FRANZ STRUWIG: In my experience there is a crazy amount of great ideas out there. In the area where I’m based, in Stellenbosch there are a lot of companies really on the cusp of greatness and what I’ve seen with Knife Capital through the Grindstone program is that really just a little bit of mentorship and a little bit of opening doors can help a lot of these companies to take it to the next level and it’s not just about having the great idea, it’s really about having the eco system in place to help these companies convert. So yes, definitely, South Africans in general are very resourceful and we don’t have to stand back for anybody in the world. When we visited the US a couple of times last year and every time it was good to see how good our abilities stack up against what the best in the US can offer.
HANNA BARRY: Wow. That’s fantastic and very encouraging. you mentioned Semigration, this hub developing in the Western Cape in Stellenbosch, in particular there is this Silicon Cape initiative which tries to bring together tech-minded people with investor friendly community and try and create a kind of development hub. Would you say that Stellenbosch is where it’s at?
FRANZ STRUWIG: Well for me definitely, so we’re big Stellenbosch fans. But the whole Cape Town community is really – is very involved across the board. It’s not – they always get people backing their specific spots, but there’s a lot of communication and interaction across the board. When we made our deal public we had an incredible amount of support from the whole Silicon Cape side – everyone in Cape Town but also I think across the country. It’s not all just in the Cape, there is a lot of activity in Pretoria and Joburg and the world is getting smaller so people can connect very easily – hop on a plane or write an email. You know, it’s really about a willingness to share information and network and help other people.
HANNA BARRY: Now that Ikubu has had this buy-in or buy-out from Garmin depending on which way you look at it, what is next for you and the team?
FRANZ STRUWIG: So we are now living in ‘geektopia’ where…
HANNA BARRY: What is geektopia?
FRANZ STRUWIG: So we have Garmin’s resources at our disposal and we are based in Stellenbosch, developing technology that we love. So we are able to innovate and apply our creative juices to interesting problems.
HANNA BARRY: So is Ikubu now essentially becoming a business unit of Garmin?
FRANZ STRUWIG: Yes we are now part of Garmin Southern Africa where Garmin South Africa is more focused on marketing and sales and distribution, we are completely focused on engineering so we’re an R&D office.
HANNA BARRY: And is Garmin looking to put more resources into research and development in this area, in South Africa particularly?
FRANZ STRUWIG: I definitely hope so. I think they see the potential here.

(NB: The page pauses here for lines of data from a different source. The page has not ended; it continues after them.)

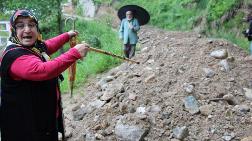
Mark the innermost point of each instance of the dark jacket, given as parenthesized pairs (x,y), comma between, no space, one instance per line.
(28,108)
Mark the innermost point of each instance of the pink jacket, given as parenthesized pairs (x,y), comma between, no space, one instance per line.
(30,67)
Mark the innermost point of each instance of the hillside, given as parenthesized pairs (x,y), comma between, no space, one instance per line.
(179,91)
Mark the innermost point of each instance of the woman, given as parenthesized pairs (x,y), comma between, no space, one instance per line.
(30,102)
(128,33)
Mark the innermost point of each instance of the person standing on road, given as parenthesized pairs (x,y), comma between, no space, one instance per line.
(30,95)
(128,33)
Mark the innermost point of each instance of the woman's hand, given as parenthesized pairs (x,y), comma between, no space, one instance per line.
(72,33)
(82,49)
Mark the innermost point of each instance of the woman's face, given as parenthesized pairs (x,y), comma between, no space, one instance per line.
(26,30)
(129,15)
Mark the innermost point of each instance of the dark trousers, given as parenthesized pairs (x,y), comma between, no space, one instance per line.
(129,50)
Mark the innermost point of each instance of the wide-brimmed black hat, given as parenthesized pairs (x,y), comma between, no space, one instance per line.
(140,13)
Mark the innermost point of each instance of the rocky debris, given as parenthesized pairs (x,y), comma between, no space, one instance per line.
(208,72)
(206,109)
(129,132)
(177,92)
(219,54)
(247,138)
(180,132)
(248,93)
(191,105)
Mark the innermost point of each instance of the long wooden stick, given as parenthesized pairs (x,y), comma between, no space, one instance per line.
(113,55)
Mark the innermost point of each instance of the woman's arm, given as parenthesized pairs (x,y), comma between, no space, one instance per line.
(121,30)
(30,67)
(136,26)
(56,43)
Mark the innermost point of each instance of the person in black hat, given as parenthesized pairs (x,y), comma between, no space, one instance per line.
(128,33)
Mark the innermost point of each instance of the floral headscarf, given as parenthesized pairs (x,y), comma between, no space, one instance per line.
(23,13)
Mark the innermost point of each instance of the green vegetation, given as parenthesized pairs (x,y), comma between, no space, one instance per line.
(98,35)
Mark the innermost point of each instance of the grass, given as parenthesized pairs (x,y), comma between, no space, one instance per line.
(94,63)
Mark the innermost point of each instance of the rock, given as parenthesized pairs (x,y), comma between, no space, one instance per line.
(248,93)
(206,109)
(249,138)
(219,54)
(155,108)
(191,105)
(97,104)
(209,73)
(226,138)
(79,114)
(90,137)
(111,92)
(241,108)
(99,136)
(132,96)
(188,87)
(230,99)
(141,110)
(129,132)
(150,78)
(180,132)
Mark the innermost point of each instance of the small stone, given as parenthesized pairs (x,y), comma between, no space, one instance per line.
(206,109)
(219,54)
(249,138)
(230,99)
(150,78)
(99,136)
(208,72)
(191,105)
(132,96)
(180,132)
(248,93)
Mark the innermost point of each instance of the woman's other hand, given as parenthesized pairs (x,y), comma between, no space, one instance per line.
(82,49)
(72,33)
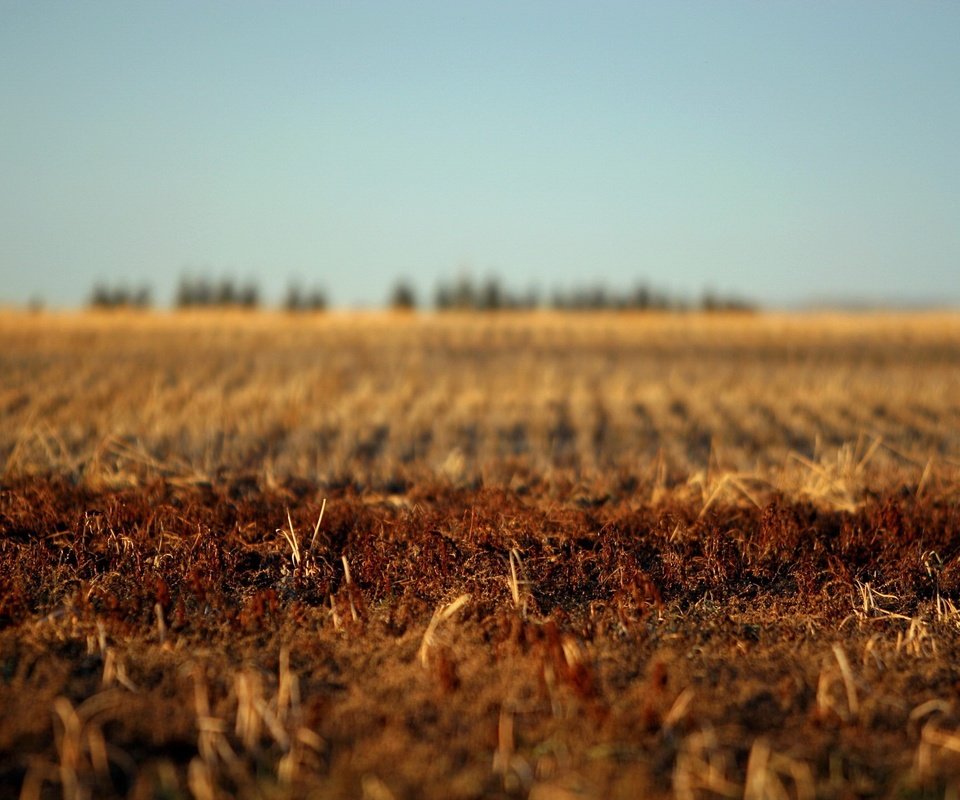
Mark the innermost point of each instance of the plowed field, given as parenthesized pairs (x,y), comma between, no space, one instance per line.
(544,556)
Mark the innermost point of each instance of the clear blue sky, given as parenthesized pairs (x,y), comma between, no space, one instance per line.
(779,150)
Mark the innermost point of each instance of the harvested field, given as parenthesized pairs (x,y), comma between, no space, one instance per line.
(538,556)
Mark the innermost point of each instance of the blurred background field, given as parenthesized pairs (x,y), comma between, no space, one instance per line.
(733,404)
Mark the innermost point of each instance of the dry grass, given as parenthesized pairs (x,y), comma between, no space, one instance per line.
(826,406)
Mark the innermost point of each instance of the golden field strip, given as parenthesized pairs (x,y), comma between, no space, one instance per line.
(778,402)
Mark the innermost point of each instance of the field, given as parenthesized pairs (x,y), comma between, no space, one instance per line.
(511,555)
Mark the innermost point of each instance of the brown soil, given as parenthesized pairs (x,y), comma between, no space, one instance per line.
(166,642)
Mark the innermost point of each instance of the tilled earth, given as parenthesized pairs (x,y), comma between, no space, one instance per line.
(238,640)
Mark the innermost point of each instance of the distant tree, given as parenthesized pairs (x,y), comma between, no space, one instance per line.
(294,301)
(248,296)
(226,293)
(403,297)
(110,297)
(317,301)
(491,296)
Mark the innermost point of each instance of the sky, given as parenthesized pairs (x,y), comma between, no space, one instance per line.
(787,152)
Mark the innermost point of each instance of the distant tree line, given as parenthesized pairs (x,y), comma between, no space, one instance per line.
(226,293)
(108,297)
(490,295)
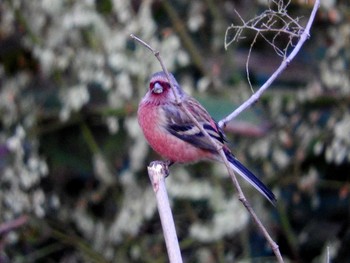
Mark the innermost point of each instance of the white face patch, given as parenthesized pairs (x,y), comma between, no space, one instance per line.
(157,88)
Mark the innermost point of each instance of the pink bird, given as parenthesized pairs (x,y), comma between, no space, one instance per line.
(173,135)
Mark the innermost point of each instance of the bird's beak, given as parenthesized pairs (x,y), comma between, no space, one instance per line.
(157,88)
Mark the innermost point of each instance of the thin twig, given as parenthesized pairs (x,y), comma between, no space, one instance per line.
(304,36)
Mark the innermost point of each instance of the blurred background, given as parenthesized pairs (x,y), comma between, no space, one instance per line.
(73,179)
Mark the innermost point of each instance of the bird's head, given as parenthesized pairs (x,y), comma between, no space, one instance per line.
(160,88)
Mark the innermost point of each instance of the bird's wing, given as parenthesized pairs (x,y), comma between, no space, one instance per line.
(181,126)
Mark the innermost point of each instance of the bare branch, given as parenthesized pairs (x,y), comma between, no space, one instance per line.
(220,150)
(157,172)
(305,34)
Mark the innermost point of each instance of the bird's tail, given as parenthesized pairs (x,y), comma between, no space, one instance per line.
(243,171)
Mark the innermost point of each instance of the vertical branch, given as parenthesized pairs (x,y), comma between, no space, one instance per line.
(220,150)
(157,172)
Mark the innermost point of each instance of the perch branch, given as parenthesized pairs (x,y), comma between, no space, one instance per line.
(219,149)
(157,172)
(304,36)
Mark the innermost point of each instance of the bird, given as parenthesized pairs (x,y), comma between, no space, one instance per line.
(174,136)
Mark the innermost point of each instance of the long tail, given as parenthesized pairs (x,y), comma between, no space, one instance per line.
(243,171)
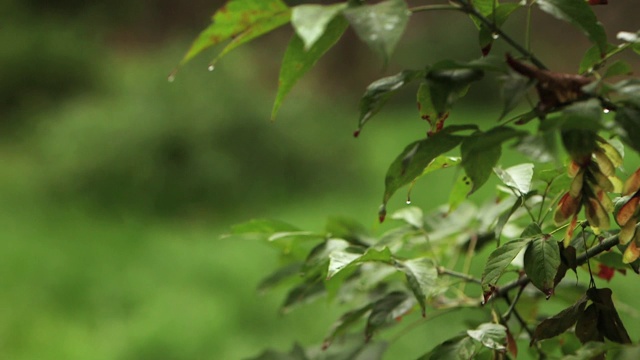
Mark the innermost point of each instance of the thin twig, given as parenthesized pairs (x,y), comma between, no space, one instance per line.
(605,245)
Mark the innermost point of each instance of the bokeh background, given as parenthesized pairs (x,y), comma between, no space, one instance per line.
(115,184)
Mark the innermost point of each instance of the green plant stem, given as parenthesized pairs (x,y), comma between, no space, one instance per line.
(465,277)
(472,11)
(605,245)
(424,8)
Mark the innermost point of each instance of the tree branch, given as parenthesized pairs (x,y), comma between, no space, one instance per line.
(605,245)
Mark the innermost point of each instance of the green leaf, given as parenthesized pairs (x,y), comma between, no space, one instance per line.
(279,276)
(439,163)
(559,323)
(341,259)
(517,177)
(500,259)
(421,276)
(492,336)
(498,18)
(514,88)
(461,189)
(579,14)
(541,262)
(618,68)
(380,25)
(609,322)
(345,322)
(310,21)
(297,61)
(628,118)
(542,147)
(380,91)
(410,164)
(412,215)
(592,58)
(460,347)
(265,26)
(481,151)
(388,309)
(238,17)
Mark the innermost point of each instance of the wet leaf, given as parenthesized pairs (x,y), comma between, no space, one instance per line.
(380,25)
(579,14)
(559,323)
(421,275)
(460,347)
(618,68)
(542,147)
(412,215)
(439,163)
(629,120)
(587,325)
(237,17)
(498,18)
(500,259)
(593,57)
(310,21)
(541,262)
(517,177)
(279,276)
(297,61)
(481,151)
(380,91)
(461,189)
(345,322)
(340,260)
(514,88)
(388,309)
(609,322)
(410,164)
(492,336)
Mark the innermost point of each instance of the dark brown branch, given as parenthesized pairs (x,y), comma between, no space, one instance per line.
(605,245)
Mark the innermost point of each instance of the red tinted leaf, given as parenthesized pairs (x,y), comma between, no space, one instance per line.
(627,211)
(605,272)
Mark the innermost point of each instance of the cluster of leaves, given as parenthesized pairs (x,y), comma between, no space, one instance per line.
(424,262)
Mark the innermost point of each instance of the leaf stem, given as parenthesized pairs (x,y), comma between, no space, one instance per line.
(605,245)
(472,11)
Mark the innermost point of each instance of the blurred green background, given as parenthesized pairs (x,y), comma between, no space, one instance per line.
(115,184)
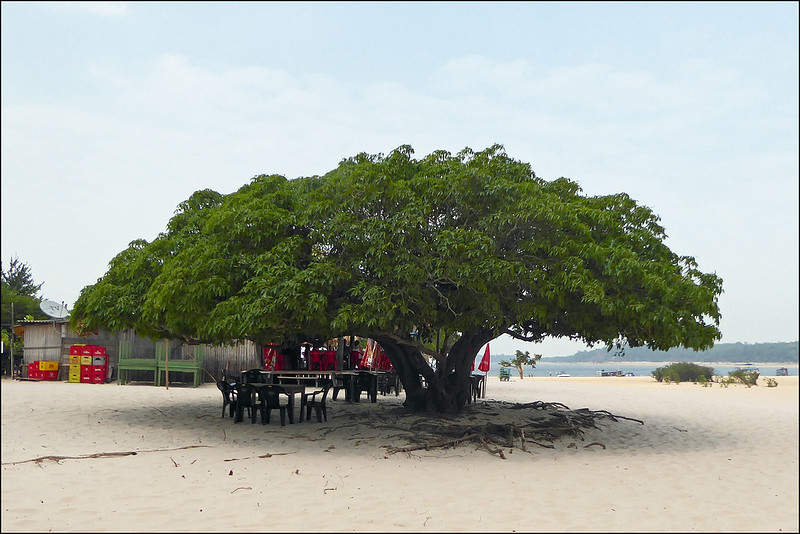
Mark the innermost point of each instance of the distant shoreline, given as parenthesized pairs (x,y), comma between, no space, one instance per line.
(652,364)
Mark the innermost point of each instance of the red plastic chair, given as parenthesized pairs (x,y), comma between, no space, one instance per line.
(315,360)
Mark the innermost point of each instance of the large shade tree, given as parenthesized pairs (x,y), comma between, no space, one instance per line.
(431,257)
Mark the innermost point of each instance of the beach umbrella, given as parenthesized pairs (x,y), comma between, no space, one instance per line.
(484,365)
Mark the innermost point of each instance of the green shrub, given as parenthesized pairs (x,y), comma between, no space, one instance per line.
(748,378)
(683,372)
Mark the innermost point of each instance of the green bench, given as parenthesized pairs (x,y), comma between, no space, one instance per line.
(193,365)
(126,363)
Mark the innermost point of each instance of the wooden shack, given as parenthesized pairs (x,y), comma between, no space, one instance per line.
(50,340)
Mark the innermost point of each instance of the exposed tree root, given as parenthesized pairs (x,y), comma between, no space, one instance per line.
(57,459)
(546,422)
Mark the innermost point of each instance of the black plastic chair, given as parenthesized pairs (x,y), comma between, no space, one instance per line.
(316,400)
(269,397)
(254,376)
(228,396)
(367,382)
(338,385)
(244,400)
(475,388)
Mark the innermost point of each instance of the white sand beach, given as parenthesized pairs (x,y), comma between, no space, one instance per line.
(706,459)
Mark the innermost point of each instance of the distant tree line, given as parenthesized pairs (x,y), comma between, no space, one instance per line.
(17,288)
(724,352)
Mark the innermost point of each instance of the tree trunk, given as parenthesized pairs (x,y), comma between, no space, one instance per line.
(447,388)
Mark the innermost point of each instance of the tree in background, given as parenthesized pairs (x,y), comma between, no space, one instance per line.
(19,278)
(17,287)
(520,360)
(432,258)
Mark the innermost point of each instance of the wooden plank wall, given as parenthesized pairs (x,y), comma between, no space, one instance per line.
(43,342)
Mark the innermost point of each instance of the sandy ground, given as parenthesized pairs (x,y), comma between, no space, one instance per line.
(706,459)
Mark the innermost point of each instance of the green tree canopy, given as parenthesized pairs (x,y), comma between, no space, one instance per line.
(19,278)
(18,290)
(459,248)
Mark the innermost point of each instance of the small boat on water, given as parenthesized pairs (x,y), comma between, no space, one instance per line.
(603,372)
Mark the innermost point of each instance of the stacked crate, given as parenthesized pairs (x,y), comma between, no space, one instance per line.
(48,370)
(99,364)
(86,364)
(75,363)
(43,370)
(33,370)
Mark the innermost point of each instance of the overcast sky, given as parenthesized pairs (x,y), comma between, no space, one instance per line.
(114,113)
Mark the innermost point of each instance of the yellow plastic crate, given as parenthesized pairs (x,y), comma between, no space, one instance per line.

They rate the quality of our engineers, so there is definitely a prospect of over time, receiving additional funding from Garmin in this region. Ja I think for us that would be a great way of giving back.
HANNA BARRY: Any hints on what technology you might come up with next?
FRANZ STRUWIG: Unfortunately I cannot go into that space but I can assure you there’s a lot to be excited about. Garmin is a quality company, they are very ambitious with the amount of products they roll out every year. They’ve got an incredible brand and a great manufacturing capability so the only thing holding us back is really our imagination.
HANNA BARRY: There you have it. That was Franz Struwig, the MD of Ikubu recently bought out by global gps navigation company, Garmin. Great things look set to happen in Stellenbosch.